Doğu Akdeniz açıklamasında bulunan Dışişleri Bakanı Mevlüt Çavuşoğlu, bölgedeki bütün zenginliklerin, herkesçe ve hakça paylaşılmasına değindi.

Çavuşoğlu, bölgenin bir refah, istikrar ve barış bölgesi olmasına zemin hazırlamak için Türkiye'nin çağrıda bulunduğunu dile getirerek, "Eğer bölgede bir zenginlik varsa paylaşalım. Problemleri diplomasi ve siyasi yollarla çözelim." ifadelerini kullandı.

TÜRKİYE'NİN ÇAĞRILARINA RAĞMEN ÇALIŞMALAR TEK TARAFLI

Türkiye'nin tüm çağrılarına rağmen çalışmaların tek taraflı olarak sürdüğüne dikkat çeken Çavuşoğlu, 2011 yılından önce KKTC ile bir anlaşma imzalandığını, ardından kendi faaliyetlerimizi devam ettirdiğimizi belirterek, "KKTC'nin bizlere ruhsat verdiği bölgelerde ve yine 2018 yılında kendi gemilerimizle birlikte sondaj faaliyetlerine başlayınca kıyametler koptu. 'Türkiye bir gün gemilerini bölgeye getirdi, sorunlar baş gösterdi' gibi bir hava estirdiler. Ama bu öyle değil. Bu sorunun sebebi Yunanistan'ın maksimalist yaklaşımlarıdır." ifadelerini kullandı.

BU ULUSLARASI HUKUKTA YER ALMAYAN BİR TALEP

Çavuşoğlu sözlerine şöyle devam etti:

Yunanistan, bizim burunumuzun dibindeki Kaş'ın karşısındaki Meis Adasına'na 2 km uzakta olan 10 kilometrekarelik bir adacık içinde 40 bin kilometrekarelik kıta sahanlığı talebinde bulunuyor. Böyle bir şey hangi uluslararası hukukta yer alıyor?

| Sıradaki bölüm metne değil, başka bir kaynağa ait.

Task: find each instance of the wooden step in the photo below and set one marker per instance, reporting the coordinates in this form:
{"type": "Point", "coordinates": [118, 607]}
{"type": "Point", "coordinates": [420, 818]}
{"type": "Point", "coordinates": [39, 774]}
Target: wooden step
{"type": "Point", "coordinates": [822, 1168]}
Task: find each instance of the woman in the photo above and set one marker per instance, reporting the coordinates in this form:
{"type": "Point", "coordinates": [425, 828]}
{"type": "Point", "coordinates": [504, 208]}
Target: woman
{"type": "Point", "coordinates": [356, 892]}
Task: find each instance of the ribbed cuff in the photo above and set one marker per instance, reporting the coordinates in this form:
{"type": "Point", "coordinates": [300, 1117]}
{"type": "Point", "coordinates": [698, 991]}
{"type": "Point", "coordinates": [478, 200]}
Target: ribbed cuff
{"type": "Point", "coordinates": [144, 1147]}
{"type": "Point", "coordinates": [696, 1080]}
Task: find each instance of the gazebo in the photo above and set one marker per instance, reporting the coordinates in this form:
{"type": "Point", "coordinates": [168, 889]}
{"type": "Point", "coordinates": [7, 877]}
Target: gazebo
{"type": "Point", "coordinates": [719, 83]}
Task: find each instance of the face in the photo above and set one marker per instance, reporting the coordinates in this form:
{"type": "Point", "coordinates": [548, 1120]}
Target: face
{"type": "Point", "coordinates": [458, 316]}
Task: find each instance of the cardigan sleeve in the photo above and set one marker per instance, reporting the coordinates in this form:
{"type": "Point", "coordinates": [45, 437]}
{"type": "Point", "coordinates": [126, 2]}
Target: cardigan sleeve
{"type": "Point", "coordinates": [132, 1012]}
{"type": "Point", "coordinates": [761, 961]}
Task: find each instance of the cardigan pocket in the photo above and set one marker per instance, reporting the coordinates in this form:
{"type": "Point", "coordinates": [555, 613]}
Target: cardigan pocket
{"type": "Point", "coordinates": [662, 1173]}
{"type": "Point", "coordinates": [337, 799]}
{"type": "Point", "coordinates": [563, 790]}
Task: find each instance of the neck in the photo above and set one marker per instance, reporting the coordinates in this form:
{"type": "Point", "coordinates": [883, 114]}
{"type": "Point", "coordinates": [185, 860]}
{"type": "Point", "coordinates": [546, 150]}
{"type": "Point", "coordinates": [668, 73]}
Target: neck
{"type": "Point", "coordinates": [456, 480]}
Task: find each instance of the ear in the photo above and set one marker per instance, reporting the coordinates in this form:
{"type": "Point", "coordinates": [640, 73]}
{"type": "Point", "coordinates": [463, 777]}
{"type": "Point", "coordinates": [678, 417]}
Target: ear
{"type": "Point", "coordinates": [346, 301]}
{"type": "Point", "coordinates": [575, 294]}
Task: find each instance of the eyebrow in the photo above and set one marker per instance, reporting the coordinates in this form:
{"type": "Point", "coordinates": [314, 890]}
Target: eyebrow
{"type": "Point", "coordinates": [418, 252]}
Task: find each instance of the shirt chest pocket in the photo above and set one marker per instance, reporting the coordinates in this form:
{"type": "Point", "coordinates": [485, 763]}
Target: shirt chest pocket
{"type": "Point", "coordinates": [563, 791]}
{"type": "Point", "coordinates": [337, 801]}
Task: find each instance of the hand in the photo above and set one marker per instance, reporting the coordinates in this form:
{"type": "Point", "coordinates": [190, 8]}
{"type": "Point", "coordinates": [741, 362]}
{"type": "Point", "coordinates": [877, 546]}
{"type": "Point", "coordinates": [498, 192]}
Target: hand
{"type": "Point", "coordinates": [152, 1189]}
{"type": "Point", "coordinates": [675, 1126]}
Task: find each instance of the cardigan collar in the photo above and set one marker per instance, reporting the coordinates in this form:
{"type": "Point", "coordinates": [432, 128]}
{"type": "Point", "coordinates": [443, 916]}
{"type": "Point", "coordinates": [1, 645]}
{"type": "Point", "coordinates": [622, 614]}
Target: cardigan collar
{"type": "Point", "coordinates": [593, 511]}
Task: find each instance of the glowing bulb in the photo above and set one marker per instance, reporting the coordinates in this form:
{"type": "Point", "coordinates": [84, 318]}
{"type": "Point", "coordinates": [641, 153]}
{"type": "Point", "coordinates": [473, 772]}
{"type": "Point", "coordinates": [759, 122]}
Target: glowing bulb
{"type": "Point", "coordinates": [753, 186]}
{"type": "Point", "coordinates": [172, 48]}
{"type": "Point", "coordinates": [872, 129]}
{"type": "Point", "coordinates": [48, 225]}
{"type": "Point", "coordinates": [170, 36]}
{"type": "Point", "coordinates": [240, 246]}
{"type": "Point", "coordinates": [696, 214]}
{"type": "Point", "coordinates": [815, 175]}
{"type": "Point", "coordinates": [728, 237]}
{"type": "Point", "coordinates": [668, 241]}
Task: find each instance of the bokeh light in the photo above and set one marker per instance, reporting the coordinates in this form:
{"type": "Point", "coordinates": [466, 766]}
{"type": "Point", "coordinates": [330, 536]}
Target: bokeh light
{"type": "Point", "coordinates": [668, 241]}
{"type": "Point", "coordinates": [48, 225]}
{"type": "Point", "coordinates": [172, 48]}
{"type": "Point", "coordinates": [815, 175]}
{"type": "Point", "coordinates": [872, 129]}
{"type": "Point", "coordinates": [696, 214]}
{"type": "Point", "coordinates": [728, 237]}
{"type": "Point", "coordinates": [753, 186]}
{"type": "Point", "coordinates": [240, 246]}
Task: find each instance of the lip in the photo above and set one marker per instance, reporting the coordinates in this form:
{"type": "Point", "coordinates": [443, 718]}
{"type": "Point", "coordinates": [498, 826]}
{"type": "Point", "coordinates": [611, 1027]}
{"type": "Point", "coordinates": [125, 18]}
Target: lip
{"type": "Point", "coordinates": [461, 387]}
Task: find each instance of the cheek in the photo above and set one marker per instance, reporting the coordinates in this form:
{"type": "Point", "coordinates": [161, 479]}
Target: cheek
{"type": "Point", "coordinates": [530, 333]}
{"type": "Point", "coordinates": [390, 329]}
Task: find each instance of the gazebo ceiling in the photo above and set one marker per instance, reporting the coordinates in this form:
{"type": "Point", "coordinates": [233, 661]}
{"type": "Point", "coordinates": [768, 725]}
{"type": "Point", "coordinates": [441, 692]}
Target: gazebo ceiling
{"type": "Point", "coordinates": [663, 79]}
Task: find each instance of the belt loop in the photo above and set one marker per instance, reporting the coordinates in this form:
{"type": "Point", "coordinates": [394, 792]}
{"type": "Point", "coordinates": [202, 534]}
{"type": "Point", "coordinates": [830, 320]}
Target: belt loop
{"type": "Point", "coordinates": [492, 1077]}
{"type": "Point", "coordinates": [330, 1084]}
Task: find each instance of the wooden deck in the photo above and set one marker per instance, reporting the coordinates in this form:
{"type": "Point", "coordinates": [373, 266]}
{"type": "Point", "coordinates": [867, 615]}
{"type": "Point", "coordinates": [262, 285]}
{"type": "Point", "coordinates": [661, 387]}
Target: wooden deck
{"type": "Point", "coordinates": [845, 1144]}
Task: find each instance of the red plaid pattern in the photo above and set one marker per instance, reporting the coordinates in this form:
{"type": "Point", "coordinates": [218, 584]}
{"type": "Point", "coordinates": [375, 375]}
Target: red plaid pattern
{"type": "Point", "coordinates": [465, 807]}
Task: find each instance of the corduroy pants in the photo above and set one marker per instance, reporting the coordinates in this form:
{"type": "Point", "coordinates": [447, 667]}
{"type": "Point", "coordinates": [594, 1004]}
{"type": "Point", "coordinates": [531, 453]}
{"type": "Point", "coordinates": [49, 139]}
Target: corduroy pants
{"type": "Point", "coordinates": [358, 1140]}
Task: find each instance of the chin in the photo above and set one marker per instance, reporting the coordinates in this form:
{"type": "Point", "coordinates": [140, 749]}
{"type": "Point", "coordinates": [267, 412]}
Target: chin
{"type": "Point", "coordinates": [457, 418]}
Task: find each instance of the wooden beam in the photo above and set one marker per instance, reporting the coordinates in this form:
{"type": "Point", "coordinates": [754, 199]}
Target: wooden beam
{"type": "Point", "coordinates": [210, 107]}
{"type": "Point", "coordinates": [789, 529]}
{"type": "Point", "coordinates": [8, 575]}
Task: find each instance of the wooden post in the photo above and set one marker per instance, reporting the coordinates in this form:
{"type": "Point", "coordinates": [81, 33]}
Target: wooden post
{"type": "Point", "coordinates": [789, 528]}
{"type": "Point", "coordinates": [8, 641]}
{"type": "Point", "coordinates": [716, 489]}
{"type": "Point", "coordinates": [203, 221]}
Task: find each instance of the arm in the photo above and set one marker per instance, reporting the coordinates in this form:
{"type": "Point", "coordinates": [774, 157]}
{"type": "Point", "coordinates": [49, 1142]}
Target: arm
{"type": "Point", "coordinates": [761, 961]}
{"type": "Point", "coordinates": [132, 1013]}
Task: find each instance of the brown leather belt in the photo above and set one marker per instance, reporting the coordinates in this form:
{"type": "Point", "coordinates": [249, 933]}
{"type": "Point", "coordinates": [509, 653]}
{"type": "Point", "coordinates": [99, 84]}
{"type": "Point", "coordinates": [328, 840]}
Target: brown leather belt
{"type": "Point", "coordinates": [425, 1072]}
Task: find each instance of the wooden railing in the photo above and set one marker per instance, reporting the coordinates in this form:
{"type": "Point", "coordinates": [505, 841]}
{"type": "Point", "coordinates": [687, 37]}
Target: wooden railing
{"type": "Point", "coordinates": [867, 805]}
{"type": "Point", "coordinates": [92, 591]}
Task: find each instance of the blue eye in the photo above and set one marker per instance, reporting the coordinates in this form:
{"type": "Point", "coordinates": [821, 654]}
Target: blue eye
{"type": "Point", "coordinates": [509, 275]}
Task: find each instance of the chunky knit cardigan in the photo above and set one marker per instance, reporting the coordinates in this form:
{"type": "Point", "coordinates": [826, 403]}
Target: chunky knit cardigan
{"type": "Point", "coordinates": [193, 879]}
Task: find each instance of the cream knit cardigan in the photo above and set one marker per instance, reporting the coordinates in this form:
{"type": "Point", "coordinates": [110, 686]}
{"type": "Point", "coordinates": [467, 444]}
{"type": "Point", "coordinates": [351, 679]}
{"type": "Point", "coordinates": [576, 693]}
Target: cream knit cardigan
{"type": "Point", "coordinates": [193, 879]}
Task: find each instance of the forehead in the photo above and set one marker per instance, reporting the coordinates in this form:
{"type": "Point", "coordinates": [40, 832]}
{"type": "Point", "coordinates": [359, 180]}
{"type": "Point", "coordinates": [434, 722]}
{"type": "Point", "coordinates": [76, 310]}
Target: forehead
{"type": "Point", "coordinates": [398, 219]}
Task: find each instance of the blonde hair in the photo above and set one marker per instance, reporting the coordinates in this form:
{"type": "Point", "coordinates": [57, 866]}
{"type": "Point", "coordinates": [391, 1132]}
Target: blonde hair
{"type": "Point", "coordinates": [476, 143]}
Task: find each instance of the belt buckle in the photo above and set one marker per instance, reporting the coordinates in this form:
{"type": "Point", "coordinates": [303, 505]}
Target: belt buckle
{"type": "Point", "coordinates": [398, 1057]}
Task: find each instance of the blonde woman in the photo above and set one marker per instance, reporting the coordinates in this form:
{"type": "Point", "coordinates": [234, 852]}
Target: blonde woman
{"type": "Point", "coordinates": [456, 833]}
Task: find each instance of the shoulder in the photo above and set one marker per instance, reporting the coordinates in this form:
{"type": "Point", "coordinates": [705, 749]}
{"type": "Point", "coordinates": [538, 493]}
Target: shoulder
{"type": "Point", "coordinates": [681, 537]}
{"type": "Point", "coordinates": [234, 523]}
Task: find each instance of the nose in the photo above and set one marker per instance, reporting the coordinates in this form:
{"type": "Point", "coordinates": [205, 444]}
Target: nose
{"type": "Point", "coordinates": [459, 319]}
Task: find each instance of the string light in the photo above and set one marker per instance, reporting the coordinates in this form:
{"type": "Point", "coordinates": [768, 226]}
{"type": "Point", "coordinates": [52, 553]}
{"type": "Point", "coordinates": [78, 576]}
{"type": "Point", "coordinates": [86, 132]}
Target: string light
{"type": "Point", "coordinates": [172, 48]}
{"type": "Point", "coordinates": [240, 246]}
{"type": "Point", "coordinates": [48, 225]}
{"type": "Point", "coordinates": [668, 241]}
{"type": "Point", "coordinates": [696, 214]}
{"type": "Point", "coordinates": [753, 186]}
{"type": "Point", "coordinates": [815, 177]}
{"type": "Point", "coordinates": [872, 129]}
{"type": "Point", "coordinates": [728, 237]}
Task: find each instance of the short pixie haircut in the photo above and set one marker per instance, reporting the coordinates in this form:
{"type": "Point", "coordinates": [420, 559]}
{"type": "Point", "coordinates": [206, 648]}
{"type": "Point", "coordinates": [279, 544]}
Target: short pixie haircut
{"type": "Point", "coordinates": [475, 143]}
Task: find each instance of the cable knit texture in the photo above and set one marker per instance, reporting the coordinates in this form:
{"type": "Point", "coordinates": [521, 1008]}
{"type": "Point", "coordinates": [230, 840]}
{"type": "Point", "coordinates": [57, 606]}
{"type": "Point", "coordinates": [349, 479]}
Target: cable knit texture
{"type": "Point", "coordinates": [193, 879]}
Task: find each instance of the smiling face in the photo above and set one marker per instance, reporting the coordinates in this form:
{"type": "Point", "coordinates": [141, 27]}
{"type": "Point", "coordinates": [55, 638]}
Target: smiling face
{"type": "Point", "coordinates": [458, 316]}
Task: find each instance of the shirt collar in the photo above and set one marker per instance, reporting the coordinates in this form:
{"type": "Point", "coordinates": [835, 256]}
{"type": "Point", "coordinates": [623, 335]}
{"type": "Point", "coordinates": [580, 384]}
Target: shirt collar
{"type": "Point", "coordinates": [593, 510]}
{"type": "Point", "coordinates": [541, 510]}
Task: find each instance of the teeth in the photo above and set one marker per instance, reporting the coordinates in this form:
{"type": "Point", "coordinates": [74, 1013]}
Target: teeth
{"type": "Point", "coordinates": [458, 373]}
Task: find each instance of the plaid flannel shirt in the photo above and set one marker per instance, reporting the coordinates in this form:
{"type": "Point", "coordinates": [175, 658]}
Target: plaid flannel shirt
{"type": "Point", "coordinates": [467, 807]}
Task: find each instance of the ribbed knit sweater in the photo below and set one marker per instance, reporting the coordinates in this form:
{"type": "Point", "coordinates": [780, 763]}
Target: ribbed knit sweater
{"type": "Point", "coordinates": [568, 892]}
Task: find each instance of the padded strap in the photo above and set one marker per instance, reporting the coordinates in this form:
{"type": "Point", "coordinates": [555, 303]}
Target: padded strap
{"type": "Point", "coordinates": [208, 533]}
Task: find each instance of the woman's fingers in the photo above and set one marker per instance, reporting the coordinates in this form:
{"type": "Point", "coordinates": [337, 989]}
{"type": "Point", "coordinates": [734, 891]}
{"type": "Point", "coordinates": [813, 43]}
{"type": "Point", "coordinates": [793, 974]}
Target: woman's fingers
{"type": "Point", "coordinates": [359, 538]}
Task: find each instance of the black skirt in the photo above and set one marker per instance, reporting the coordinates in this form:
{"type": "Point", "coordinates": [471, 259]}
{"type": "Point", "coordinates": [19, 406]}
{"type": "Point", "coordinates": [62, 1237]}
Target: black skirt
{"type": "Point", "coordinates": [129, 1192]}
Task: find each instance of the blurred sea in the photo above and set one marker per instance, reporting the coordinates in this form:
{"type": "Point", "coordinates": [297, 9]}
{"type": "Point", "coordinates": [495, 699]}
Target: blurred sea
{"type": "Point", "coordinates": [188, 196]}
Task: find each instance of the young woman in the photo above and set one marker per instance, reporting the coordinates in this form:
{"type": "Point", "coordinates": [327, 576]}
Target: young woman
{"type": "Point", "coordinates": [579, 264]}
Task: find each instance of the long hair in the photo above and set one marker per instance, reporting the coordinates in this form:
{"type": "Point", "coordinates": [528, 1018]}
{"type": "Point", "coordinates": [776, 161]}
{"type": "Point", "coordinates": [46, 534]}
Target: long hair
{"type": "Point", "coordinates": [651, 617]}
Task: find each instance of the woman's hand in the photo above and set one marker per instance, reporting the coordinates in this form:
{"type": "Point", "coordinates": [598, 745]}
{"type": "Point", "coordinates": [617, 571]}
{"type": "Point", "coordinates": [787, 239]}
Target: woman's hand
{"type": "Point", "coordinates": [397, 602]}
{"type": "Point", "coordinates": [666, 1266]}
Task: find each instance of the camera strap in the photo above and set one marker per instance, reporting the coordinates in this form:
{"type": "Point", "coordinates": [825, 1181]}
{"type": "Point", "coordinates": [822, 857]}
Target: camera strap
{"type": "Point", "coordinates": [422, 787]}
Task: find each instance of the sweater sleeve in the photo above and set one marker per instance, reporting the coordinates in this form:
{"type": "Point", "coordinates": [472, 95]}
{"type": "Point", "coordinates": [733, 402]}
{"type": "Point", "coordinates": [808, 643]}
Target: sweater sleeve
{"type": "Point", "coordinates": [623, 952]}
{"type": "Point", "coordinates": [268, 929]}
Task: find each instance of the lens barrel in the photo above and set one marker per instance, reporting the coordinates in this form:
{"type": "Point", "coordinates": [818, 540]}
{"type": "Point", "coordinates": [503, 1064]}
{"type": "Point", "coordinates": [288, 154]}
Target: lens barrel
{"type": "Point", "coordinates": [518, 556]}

Bunu söylediğimiz zaman da, 'Başlayalım sonra orta bir noktada anlaşma yaparız' diye yanıt veriyor.

Bizi Antalya Körfezi'ne hapsetmeye çalışmanın faydası yok

O tarz maksimalist adımlarla ilerleyip nerede buluşacaksınız? Cumhurbaşkanı Erdoğan'ın da söylediği gibi Türkiye'yi Antalya Körfezi'ne hapsetmeye çalışan çalışmalar veya haritaların faydası yok. Bu süreçte her şeye rağmen kendi hakkımızı ve KKTC'nin haklarını koruyoruz. Diyoruz ki gelin de bu sorunu birlikte çözelim, eğer ortada bir zenginlik varsa bunu paylaşalım. Problemleri siyasi yöntemlerle ve diplomasiyle çözelim.